ハイスクールD×D 右手に竜帝、左手に真竜を宿す神機持ち 作:西城ヒイロ
「・・・気配は消したはずなのに気づいてたのね。」
当たり前だ。たしかに気配を消す技術は高い。それは認めよう。
だが完璧過ぎたんだ。
これはチートにも言えることだがあまり完璧過ぎると逆に違和感すら感じさせられる。
「単刀直入に聞くけど貴方は一体何者?」
「ハッ!ただのしがない狩人ですよ。」
俺は全く間違ってない。だって本当のことだから。
「ふざけないでくれるかしら?」
えー・・・大真面目なのに。
「はぁ・・・今日は時間も時間なんで明日にしてくれませんかね?」
あと一応回復弾撃ち込みはしたけどきちんと調べといた方がいい。
「そうね。なら明日使いを送るわ。」
そう言うと彼女、リアス・グレモリーは転移の魔方陣を展開し未だ状況を掴めず呆けている兵藤に手刀を入れ気絶させて消えていった。
兵藤の扱いそれでいいのか?
さてとりあえずゴタゴタは片付いたし俺も帰るとしますかね。
多分リッカに勝手に神機使うなって怒られるかもな。
「それで・・・何か言いたいことはありますか?」
「誠に申し訳ありませんでした。」
俺は今シエルとリッカに正座させられている。
理由は簡単。件のゴタゴタで俺はあろうことか買った品を忘れてきたのだ。
気付いたときにはもう手遅れ。
荷物はすでになくなっていた。
それがシエルからの説教。リッカは俺の予想通り。
「この度は本当にすいませんでした。
何でも言うこと聞きます。」
「何でも・・・いいんですね?」
何でもという言葉にピクッと反応するシエルとリッカ。
何だろう悪寒が止まらない。
「太刀。私からのお願いはこれです。」
そう言うとシエルは一度リビングに消えると一匹の黒猫を抱えて戻って来た。
「この子を飼いたいんですが・・・」
そう言えばシエルって動物好きだったっけ?カピバラとか可愛がってたし。
「別に問題はないけど・・・その猫妖怪と悪魔の臭いがする。」
気配的には猫又か?
「怪我してたので連れてきました。」
シエルのそう言う優しい所俺は好きだぜ。
「名前は黒歌です。」
「そうか。今日からよろしくな黒歌。」
俺は黒歌の頭を撫でる。
それが気持ちいいのか目を細めて甘えてくる。
「「むぅ・・・」」
シエル?リッカ?何で不機嫌になる?
「太刀はもっと異性の気持ちに敏感になるべきだよ。」
つまり・・・どういうことだってばよ?
「解らない?もう焦れったい!」
そう言うとリッカは俺に抱き付いてきた。
「私は太刀が好き・・・シエルも太刀が好きなんだよ。」
突然の出来事に俺硬直。
え?今の告白!?されたの!?俺されたの!?環境がアレだったから仕方ないけど彼女いない歴=年齢の俺が!?

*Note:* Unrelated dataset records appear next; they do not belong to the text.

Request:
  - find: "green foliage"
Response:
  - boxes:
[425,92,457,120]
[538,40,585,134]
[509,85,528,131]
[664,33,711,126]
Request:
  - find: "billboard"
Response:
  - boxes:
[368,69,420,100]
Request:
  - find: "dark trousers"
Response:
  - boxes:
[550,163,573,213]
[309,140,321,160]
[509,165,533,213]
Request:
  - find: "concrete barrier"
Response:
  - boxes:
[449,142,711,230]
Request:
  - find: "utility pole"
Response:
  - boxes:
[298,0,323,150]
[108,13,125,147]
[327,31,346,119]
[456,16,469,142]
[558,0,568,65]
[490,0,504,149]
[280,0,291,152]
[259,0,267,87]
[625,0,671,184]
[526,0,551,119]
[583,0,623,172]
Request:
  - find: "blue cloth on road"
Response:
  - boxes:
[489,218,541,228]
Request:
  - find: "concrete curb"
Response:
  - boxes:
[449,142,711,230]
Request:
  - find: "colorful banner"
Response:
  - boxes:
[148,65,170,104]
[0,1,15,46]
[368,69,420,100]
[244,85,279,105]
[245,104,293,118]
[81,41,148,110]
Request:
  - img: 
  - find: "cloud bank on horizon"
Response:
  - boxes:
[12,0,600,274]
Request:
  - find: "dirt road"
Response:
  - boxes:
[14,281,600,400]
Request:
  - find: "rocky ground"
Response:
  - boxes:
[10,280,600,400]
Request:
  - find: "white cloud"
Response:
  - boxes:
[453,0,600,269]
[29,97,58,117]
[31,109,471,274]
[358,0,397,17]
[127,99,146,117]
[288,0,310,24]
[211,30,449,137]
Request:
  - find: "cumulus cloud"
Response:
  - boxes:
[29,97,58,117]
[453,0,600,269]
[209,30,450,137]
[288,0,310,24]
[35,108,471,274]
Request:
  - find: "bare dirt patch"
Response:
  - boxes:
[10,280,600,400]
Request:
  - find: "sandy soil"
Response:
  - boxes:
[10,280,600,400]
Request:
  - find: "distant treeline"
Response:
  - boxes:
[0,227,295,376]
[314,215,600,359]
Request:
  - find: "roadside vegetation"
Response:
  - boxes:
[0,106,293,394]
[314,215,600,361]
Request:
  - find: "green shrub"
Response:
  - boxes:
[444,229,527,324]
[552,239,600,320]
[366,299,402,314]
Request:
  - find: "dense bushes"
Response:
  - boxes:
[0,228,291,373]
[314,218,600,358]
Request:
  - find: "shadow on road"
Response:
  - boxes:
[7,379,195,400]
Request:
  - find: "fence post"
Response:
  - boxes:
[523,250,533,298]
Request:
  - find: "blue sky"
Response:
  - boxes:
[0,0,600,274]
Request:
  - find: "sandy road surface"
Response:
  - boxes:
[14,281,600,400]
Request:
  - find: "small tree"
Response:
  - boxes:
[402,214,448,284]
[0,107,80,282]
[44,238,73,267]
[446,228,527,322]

「シエル・・・リッカ・・・その俺なんかでいいのか?」
「太刀。太刀はもっと自分に自信を持つべきです。」
そう言うとシエルも俺に抱きついてくる。
黒歌は・・・いない!?
空気読んで退散したんだからYOUヤっちゃいなよってか!?
どうする俺!?
「・・・ダメ?」
拝啓神様へ
今から俺は童貞を卒業します――ッッ!!!
その日、明け方まで自室は淫靡な声とイヤらしい音が絶えることはなかった。
かなりやっつけになってしまった。
ちなみにこの時点で黒歌はまだ堕ちてません。修行合宿辺りで成就するかな?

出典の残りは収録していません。